## Most Effective Stealers of All Time

Dave Cameron recently had an interesting discussion of the greatness of Rickey Henderson here at FanGraphs. The post left a lot of angles to uncover, some of which require manipulation of data beyond my present capabilities. With that said, one of the astonishing things was that Rickey was caught stealing 42 times one year, nearly negating 130 successful steals (at least from a conventional sabermetrics standpoint).

So what became interesting to me was what might happen if you were to look at who the most effective stealers were of all time. A truly deep look, complete with changing WPA calculations for each situation, would be impossible. (Down 2 in the 8th trying to steal 3rd with 2 out would be a disaster if failed, while getting caught stealing 2nd with 2 outs up 10 runs would be trivial, except for the beaning that might follow next game). And in some sense, each team is different. It might be less advantageous to steal with Barry Bonds at the plate, instead of a line drive hitter such as Barry Larkin, so the calculation isn’t perfect.
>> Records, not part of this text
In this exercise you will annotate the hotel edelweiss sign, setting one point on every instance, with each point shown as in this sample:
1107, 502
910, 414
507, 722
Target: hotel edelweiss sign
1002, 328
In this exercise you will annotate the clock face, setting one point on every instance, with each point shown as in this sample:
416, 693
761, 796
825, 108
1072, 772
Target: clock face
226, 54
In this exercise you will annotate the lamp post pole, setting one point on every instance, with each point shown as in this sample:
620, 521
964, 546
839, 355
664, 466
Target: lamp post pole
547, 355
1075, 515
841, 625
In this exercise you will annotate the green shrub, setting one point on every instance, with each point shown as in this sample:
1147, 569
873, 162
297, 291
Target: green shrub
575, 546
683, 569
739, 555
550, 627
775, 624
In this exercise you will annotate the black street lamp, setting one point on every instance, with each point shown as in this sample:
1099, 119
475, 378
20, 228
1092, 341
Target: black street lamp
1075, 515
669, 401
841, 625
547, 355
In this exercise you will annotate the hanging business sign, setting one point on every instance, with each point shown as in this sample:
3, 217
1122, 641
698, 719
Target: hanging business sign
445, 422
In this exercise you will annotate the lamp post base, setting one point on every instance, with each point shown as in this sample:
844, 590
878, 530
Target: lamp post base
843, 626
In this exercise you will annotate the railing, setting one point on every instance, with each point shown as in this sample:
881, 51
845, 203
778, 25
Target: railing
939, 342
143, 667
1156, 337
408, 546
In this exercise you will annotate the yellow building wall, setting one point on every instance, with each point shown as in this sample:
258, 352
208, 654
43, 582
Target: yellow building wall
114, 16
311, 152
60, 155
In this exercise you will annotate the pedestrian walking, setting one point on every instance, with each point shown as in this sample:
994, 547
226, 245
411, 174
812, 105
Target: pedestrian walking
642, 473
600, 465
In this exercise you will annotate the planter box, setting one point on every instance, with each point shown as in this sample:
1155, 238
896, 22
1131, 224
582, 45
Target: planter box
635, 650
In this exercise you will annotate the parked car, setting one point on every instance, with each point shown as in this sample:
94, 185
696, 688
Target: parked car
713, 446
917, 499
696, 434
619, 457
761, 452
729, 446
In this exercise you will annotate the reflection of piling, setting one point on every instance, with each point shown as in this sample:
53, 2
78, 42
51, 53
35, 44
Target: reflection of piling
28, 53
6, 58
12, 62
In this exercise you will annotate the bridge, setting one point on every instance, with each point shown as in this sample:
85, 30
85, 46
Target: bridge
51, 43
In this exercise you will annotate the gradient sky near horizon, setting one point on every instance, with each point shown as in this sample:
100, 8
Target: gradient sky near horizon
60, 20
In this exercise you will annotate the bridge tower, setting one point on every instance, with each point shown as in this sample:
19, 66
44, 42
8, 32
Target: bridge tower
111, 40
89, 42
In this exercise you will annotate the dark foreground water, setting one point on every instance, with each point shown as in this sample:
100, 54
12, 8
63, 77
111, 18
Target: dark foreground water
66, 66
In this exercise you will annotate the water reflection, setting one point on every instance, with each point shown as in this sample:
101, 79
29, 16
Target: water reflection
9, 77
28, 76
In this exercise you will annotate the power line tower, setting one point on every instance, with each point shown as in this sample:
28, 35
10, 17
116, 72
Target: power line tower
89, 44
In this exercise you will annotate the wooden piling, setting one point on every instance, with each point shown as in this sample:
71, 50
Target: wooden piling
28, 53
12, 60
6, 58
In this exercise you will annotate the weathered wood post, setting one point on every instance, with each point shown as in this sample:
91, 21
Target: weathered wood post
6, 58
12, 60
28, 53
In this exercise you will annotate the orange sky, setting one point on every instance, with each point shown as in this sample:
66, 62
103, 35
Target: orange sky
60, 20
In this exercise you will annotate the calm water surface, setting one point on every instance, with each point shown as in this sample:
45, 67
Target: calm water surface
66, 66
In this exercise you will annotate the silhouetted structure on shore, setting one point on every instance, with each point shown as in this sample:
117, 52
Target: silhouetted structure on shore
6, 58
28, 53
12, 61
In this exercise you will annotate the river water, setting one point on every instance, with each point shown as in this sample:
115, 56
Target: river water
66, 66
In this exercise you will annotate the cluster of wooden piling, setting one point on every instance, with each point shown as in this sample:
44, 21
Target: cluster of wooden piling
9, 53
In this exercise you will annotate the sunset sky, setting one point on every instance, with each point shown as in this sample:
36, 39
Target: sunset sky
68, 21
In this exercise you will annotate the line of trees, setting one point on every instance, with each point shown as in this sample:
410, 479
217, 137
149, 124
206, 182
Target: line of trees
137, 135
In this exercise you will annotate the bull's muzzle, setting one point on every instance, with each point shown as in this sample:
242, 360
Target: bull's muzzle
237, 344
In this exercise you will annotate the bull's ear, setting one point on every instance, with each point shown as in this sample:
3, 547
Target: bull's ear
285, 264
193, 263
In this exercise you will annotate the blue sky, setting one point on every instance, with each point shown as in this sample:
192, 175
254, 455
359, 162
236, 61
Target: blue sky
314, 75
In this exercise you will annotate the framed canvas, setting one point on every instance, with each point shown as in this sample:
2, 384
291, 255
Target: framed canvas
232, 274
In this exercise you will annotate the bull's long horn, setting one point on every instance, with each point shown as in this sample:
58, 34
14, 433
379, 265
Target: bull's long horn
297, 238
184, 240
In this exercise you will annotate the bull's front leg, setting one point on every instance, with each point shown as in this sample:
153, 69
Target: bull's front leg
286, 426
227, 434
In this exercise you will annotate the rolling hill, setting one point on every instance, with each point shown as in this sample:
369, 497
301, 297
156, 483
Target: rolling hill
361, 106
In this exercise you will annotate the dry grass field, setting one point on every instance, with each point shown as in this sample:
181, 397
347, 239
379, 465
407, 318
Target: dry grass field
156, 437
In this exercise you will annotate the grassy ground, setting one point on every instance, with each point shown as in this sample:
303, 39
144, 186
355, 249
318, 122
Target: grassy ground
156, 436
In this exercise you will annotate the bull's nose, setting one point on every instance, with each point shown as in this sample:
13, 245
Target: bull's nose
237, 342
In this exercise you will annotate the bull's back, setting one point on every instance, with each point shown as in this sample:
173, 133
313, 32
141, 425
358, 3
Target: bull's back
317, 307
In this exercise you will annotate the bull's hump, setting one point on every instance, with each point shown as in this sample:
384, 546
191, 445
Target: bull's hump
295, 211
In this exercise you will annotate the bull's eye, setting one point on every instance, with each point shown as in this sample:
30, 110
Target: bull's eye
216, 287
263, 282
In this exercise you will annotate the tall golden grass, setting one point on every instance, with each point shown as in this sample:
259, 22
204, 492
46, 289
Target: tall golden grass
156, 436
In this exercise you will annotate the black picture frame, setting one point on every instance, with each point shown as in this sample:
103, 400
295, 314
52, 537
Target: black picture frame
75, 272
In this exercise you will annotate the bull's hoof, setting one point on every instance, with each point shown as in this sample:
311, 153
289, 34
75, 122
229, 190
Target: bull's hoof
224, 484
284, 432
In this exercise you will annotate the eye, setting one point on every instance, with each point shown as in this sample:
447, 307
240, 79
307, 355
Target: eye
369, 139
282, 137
But I thought I would take a stab at it. We take the breakeven rate in Moneyball of 70% steals required just to break even. Each unsuccessful steal is, of course, a needless out. Each successful steal is therefore the equivalent of 3/7ths an out avoided (if we keep the sanctity of the 70% breakeven rate).

A total of 7 successful steals is as good as 3 avoided outs, but 3 unsuccessful steals is still worth 3 needless outs. So someone that steals 70 bases and is caught 30 times is no more valuable from a steals standpoint than someone that attempts 0 steals. He may add value on the basepaths in other ways, but we are strictly looking at steals here.

With that said, I took a look at the past 50 years (starting with 1959), and took every season where someone had more than 50 steals. As for why I chose 1959 — well, beyond being a round number, it should be noted that before 1912 data on times caught stealing was unavailable, and even through the 20’s the data was highly unreliable. It just so happened that the 30’s and 40’s and 50’s was not a running era, so we can say the modern running game began 50 years ago.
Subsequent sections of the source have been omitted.